Structures and Deformation in Glaciers and Ice Sheets - a Research Project

Recently, a major synthesis of structural glaciology has been published by Stephen Jennings and Michael Hambrey in the prestigious American academic journal Reviews of Geophysics. This synthesis covers 200 years of glaciological research on the topic, including 50 years by Michael. For the general reader, the main findings are summarised in the first paragraph below, while the full length paper (134 pages long) is outlined in the Abstract in the second paragraph. Both short and long articles are available for free download. We hope our readers find these articles of interest.
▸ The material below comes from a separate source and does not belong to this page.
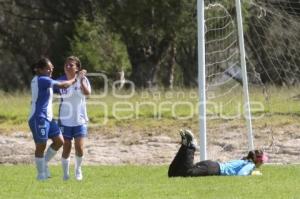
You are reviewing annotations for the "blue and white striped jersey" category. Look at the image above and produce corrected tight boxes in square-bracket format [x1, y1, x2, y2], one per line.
[29, 75, 58, 121]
Grosser Aletschgletscher, Swiss Alps, in 2008 (Photo Michael Hambrey).

Plain Language Summary

Glacier ice covers about 10% of Earth's land surface and has a profound influence on human activity. As ice continues to melt around the world in response to anthropogenic and natural global heating, the dynamics of glaciers and ice sheets are changing. As this review emphasizes, understanding glacier dynamics is achieved by investigating the brittle and ductile structures that characterize glaciers. The importance of this aspect of glaciology is increasingly being recognized, and draws on its close affinity with structural geology, although interaction between the disciplines to date has been limited. Brittle structures include crevasses, crevasse traces, and a wide variety of faults. Ductile structures include foliation (a layered structure that results from deformation), folds on many scales, and less universally known structures such as ogives and boudins.
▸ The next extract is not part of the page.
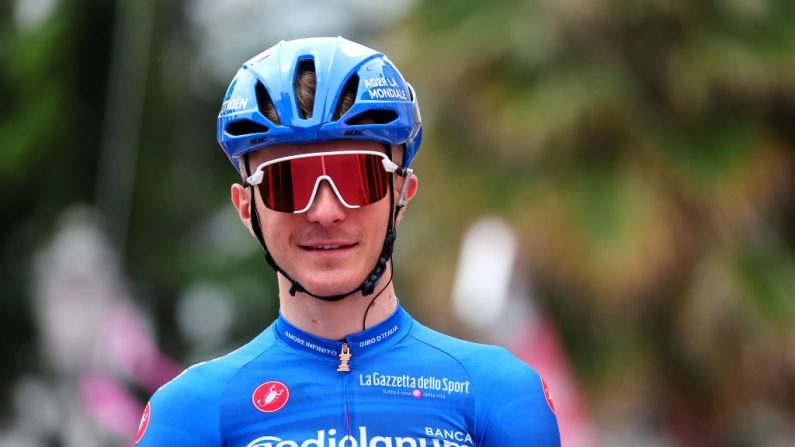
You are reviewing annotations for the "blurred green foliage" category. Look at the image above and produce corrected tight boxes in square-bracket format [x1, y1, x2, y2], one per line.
[394, 0, 795, 445]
This review describes, illustrates, and explains the origin of these structures in terms of stress and strain. It also considers areas of controversy, unresolved issues, and offers pointers to future research. A more comprehensive understanding of glacier and ice sheet dynamics is needed to better predict their response to climate change, and ultimately their contribution to sea-level rise. Structural glaciology can play a large part in this process.
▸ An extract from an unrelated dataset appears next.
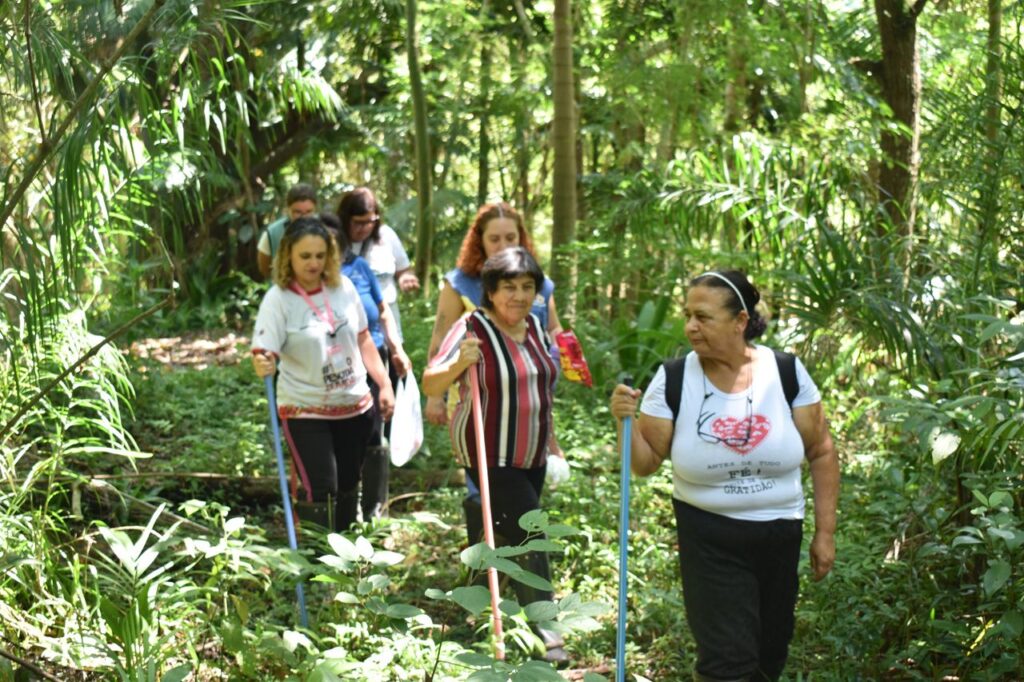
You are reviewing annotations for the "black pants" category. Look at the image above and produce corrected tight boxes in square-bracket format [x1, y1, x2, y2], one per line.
[466, 467, 547, 545]
[673, 499, 803, 680]
[283, 410, 374, 502]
https://eos.org/editors-vox/glacier-structures-history-written-in-the-ice

Scientific abstract

The aims of this review are to: (a) describe and interpret structures in valley glaciers in relation to strain history; and (b) to explore how these structures inform our understanding of the kinematics of large ice masses, and a wide range of other aspects of glaciology. Structures in glaciers give insight as to how ice deforms at the macroscopic and larger scale.

Structures also provide information concerning the deformation history of ice masses over centuries and millennia. From a geological perspective, glaciers can be considered to be models of rock deformation, but with rates of change that are measurable on a human time-scale. However, structural assemblages in glaciers are commonly complex, and unraveling them to determine the deformation history is challenging; it thus requires the approach of the structural geologist.

A wide range of structures are present in valley glaciers: (a) primary structures include sedimentary stratification and various veins; (b) secondary structures that are the result of brittle and ductile deformation include crevasses, faults, crevasse traces, foliation, folds, and boudinage structures. Some of these structures, notably crevasses, relate well to measured strain-rates, but to explain ductile structures analysis of cumulative strain is required. Some structures occur in all glaciers irrespective of size, and they are therefore recognizable in ice streams and ice shelves. Structural approaches have wide (but as yet under-developed potential) application to other sub-disciplines of glaciology, notably glacier hydrology, debris entrainment and transfer, landform development, microbiological investigations, and in the interpretation of glacier-like features on Mars.